Details at www.esgindia.org
For Campaign for Environmental Justice in India
Souparna Lahiri, Delhi Forum
Leo Saldanha/Bhargavi S. Rao, Environment Support Group, Bangalore
Madhumita Dutta/Nityanand Jayaraman, Corporate Accountability Desk (Delhi/Chennai)
Kanchi Kohli/Manju Menon Kalpavriksh (Pune/Delhi)
Ravindranath, River Basin Friends, Assam
Manshi Asher, NCAS, Pune
Ravi Rebba Pragada, Samatha, Hyderabad
Vimal Bhai, Matu People’s Organisation, Uttaranchal
Rana Sengupta, Mines Labour People’s Campaign, Jodhpur
Deepika D’souza/Arun/Bedoshruti, Environmental Justice Initiative (Human Rights Law Network- Mumbai)
Bharat Jairaj, Citizens’ Action Group, Chennai
And the enclosed signatories of the Death Certificate of MoEF
Enclosed: Death Certificate of the MoEF
Campaign for Environmental Justice in India
DEATH CERTIFICATE
We, the people representing a wide range of tribal, rural and urban communities, the rivers and forests, wildlife and coastal regions, deserts and mountains, declare the Union Ministry of Environment and Forests dead as it has failed to protect our environment.
This death befell the Ministry by its own act of commission, omission and collusion in order to support the agenda of destructive development in India prescribed by agencies like the World Bank, IMF, and our own technocrats. Financed by grants from such institutions, Ministry officials have casually and carelessly given clearances to all and sundry, including to those investors with plans causing environmental destruction at any cost.
The cause for the Ministry’s death is rigor mortis. Normally this condition visits the dead after death has occured. But the Ministry suffers from a very rare disease of the living dead. The cause of which is its penchant to twist law and policy to advantage investors at any cost. A related cause was its compulsive habit of treating with disdain the simple and wise opinion of ordinary folks across the country, who have asked for that kind of development that would benefit all. That kind of development that would not compromise the survival of wildlife and its habitats, and the livelihoods of present and future generations.
We must not mourn this death, however. Instead we must celebrate this death.

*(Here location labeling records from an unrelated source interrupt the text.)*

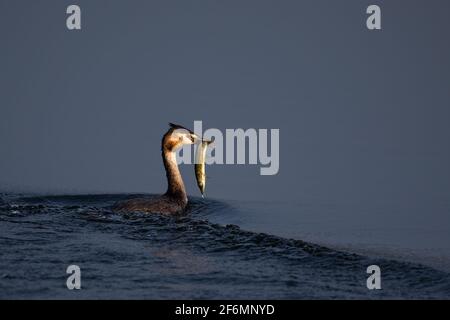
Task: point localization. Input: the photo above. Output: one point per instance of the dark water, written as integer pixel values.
(151, 256)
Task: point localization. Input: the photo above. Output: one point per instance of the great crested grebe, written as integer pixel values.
(175, 199)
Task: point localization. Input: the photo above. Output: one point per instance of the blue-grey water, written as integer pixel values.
(186, 257)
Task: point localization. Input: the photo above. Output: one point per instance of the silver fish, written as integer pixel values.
(200, 159)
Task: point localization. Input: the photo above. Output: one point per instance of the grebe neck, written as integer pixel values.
(175, 185)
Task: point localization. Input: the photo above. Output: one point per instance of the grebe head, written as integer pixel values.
(178, 136)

For the living dead are a terrible affliction on the truly living.
For this is an opportunity for us to create anew the kind of Ministry of Environment and Forests that this great country, with its wonderful diversity of ecosytems and peoples, deserve.
Delivering this Death Certificate to the Prime Minister of India, we present the Government of India an opportunity of bringing to life a Ministry of Environment and Forests that will uphold the law of the land and serve to protect the country’s environment and human rights.
Issued on the approval of peoples’ groups across India, by the Campaign for Environmental Justice – in India, following a Public Hearing entitled “MoEF Suno”, 13th November 2005, at Delhi.